Parents are the guides for much of this development; parents and patients need to understand how the various aspects of the cleft affect the individual's perception of himself. How much of that perception is formed in the mother's and father's arms, how much in the pre-school years, how much in the elementary grades, and how much during adolescence and young adulthood are individual. We as parents can only provide the strongest support and love as possible during each stage of development.

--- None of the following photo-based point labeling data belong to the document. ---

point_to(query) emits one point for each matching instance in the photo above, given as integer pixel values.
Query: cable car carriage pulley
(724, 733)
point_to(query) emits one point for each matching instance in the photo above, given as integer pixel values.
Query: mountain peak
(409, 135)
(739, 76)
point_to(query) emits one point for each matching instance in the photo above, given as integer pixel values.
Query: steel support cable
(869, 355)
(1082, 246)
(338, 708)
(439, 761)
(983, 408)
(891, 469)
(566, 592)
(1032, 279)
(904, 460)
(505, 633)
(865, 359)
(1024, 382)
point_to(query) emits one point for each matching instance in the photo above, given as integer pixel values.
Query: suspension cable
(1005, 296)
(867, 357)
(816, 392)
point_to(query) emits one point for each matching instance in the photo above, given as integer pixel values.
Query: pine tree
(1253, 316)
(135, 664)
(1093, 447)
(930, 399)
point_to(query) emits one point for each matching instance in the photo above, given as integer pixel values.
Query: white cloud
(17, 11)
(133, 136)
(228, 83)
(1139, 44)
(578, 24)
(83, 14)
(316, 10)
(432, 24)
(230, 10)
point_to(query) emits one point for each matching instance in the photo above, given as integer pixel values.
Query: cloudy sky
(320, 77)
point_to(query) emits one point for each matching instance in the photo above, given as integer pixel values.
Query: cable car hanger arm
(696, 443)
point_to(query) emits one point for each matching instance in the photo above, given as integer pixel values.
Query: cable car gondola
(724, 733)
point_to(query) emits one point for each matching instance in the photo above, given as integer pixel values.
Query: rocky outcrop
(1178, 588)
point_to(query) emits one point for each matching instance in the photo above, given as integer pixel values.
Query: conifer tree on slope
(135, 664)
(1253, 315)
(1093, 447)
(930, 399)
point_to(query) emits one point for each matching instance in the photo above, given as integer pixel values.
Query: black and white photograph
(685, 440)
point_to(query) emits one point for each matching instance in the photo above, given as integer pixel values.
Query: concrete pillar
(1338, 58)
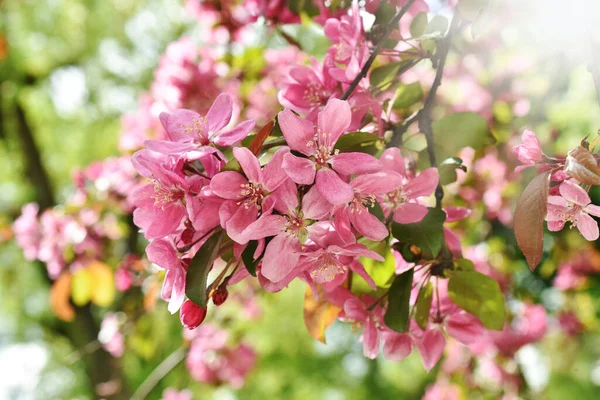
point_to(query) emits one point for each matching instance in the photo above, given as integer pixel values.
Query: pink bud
(191, 314)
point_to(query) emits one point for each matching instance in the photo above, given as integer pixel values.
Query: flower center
(254, 194)
(328, 268)
(164, 195)
(361, 202)
(196, 129)
(324, 151)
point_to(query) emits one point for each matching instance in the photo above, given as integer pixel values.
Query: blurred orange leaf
(59, 298)
(318, 314)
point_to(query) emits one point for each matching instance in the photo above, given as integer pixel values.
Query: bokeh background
(69, 70)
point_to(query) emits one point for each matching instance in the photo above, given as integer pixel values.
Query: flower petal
(228, 185)
(574, 193)
(300, 170)
(298, 132)
(355, 163)
(334, 120)
(219, 114)
(333, 188)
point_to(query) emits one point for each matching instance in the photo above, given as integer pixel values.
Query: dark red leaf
(529, 219)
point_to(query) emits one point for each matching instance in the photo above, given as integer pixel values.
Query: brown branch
(388, 30)
(36, 171)
(425, 122)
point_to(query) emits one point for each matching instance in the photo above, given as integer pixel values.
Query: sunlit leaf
(397, 315)
(479, 295)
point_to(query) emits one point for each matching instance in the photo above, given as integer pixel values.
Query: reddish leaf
(318, 314)
(260, 137)
(583, 166)
(529, 219)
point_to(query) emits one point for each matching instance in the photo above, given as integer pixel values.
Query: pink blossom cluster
(211, 359)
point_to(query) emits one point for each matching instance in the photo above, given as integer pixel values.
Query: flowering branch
(425, 123)
(159, 373)
(388, 30)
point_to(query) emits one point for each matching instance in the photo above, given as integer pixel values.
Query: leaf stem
(388, 30)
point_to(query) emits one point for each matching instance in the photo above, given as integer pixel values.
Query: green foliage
(428, 235)
(459, 130)
(197, 274)
(397, 315)
(477, 294)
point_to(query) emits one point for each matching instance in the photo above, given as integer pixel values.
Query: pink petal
(219, 114)
(587, 226)
(370, 338)
(300, 170)
(228, 185)
(377, 183)
(273, 173)
(249, 163)
(368, 224)
(162, 253)
(239, 221)
(178, 124)
(281, 257)
(297, 132)
(334, 120)
(286, 197)
(409, 213)
(314, 205)
(333, 188)
(592, 209)
(465, 328)
(265, 226)
(424, 184)
(355, 163)
(397, 346)
(431, 346)
(392, 160)
(574, 193)
(236, 134)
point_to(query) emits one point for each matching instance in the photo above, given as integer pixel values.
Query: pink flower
(573, 205)
(324, 166)
(247, 196)
(529, 152)
(191, 314)
(173, 394)
(189, 133)
(404, 201)
(162, 253)
(366, 189)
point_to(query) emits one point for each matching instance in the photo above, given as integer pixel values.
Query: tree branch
(425, 122)
(388, 30)
(159, 373)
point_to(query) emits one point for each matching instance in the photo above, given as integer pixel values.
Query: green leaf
(424, 305)
(380, 271)
(197, 274)
(447, 170)
(479, 295)
(397, 315)
(248, 257)
(407, 95)
(428, 235)
(418, 24)
(354, 139)
(385, 74)
(456, 131)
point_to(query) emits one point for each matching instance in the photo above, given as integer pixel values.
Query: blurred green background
(68, 70)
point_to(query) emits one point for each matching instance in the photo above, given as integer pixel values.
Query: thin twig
(425, 123)
(388, 30)
(159, 373)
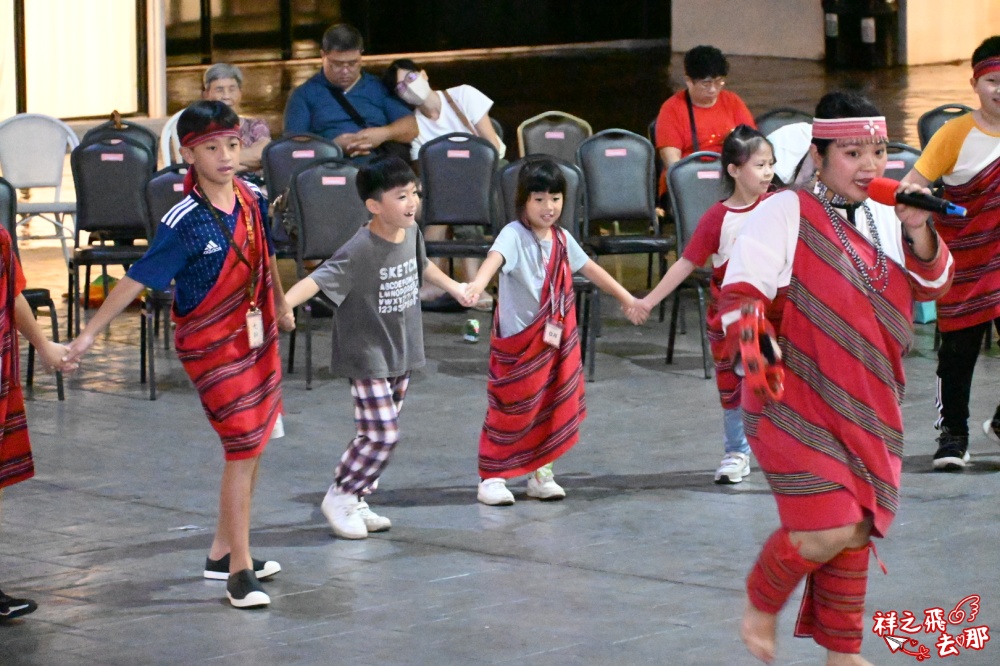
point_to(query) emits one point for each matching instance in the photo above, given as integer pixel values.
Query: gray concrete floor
(643, 562)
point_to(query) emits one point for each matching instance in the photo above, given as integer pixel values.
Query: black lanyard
(252, 286)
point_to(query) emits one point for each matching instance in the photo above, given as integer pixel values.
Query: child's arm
(301, 292)
(51, 353)
(120, 297)
(440, 279)
(493, 262)
(679, 272)
(631, 306)
(283, 312)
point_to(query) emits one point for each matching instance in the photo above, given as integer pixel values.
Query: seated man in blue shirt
(345, 104)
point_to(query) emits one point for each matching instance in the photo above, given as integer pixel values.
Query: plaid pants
(377, 403)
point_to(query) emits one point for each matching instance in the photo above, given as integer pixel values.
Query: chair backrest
(553, 133)
(901, 159)
(110, 178)
(134, 131)
(285, 156)
(695, 184)
(771, 120)
(456, 175)
(170, 143)
(8, 209)
(327, 207)
(572, 201)
(33, 150)
(163, 191)
(931, 122)
(619, 180)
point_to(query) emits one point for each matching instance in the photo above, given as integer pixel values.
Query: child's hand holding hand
(52, 355)
(637, 311)
(473, 291)
(285, 315)
(75, 351)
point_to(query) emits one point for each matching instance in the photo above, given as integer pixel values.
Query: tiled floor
(643, 562)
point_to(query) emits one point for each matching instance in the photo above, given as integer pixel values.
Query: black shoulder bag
(401, 150)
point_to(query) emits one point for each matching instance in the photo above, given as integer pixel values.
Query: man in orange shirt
(703, 114)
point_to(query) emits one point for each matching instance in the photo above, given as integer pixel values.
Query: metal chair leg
(151, 357)
(291, 344)
(54, 320)
(674, 312)
(706, 355)
(308, 317)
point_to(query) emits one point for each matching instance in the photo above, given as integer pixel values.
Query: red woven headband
(213, 131)
(865, 130)
(986, 66)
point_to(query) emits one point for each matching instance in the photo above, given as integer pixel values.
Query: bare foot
(758, 633)
(842, 659)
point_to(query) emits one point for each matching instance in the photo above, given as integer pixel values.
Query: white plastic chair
(33, 150)
(170, 143)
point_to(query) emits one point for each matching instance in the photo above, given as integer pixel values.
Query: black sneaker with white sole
(219, 569)
(953, 452)
(11, 607)
(244, 590)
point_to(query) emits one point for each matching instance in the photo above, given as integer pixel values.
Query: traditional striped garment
(831, 449)
(535, 391)
(15, 447)
(239, 387)
(974, 241)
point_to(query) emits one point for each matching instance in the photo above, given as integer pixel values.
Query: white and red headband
(851, 130)
(213, 131)
(984, 67)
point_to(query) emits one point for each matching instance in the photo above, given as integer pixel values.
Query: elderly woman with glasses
(439, 112)
(224, 83)
(701, 116)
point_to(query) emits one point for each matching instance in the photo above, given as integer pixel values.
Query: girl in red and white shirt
(747, 170)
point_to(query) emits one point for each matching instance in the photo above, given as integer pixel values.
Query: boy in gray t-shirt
(374, 280)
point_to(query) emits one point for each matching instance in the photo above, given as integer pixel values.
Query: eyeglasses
(711, 84)
(407, 80)
(344, 65)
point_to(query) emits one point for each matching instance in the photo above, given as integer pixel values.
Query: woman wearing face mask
(440, 112)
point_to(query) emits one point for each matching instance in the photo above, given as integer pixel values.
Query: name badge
(553, 334)
(255, 328)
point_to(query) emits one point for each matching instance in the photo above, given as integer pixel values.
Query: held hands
(52, 355)
(70, 360)
(912, 218)
(285, 316)
(637, 311)
(471, 293)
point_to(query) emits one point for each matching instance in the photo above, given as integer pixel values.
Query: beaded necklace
(881, 267)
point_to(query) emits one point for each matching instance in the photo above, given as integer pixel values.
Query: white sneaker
(734, 467)
(343, 514)
(991, 428)
(493, 492)
(373, 522)
(542, 485)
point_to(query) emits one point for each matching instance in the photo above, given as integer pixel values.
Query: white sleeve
(765, 248)
(473, 103)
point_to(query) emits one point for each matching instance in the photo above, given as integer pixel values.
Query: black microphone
(883, 190)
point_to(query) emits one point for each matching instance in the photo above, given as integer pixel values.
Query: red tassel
(833, 605)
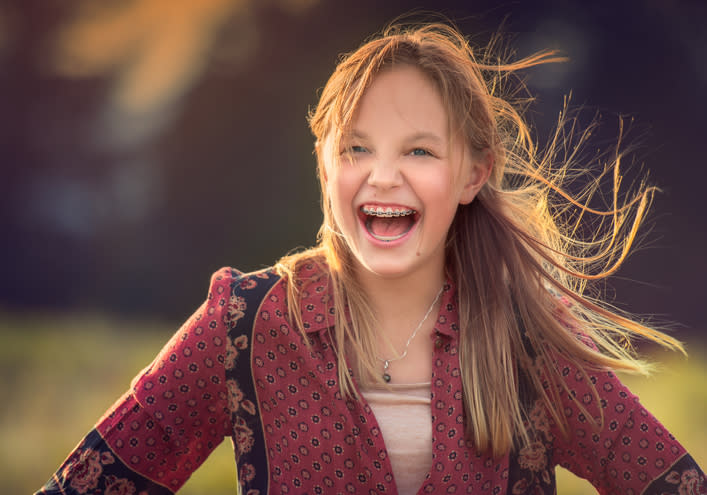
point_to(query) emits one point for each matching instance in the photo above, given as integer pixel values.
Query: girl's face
(400, 178)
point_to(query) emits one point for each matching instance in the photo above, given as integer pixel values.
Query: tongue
(389, 227)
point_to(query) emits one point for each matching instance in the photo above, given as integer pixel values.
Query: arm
(631, 452)
(175, 414)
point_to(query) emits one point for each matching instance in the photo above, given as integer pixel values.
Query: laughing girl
(441, 337)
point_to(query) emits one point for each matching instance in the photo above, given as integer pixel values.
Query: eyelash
(424, 152)
(362, 149)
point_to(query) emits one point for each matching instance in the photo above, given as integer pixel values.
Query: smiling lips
(388, 223)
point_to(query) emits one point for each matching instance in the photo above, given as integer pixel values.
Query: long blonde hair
(513, 253)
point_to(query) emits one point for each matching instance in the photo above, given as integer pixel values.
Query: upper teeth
(388, 211)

Looking back on their youth, the strongest memory of many adults is the role of their parents. Those of us guiding children with special needs must not forget the importance these "differences" in our children may be in their own eyes. We are eager to assure our children that they are not essentially different and to lay to rest our own anxieties, as each step in our child's therapy closes another chapter in his/her habilitation. The book is never closed completely for him/her. Because communication skills are at the center of our children's problem, they may feel doubly insecure. We must never minimize their feelings but help them to see each age as a progression toward adulthood and a recognition of self that we helped to shape so long before.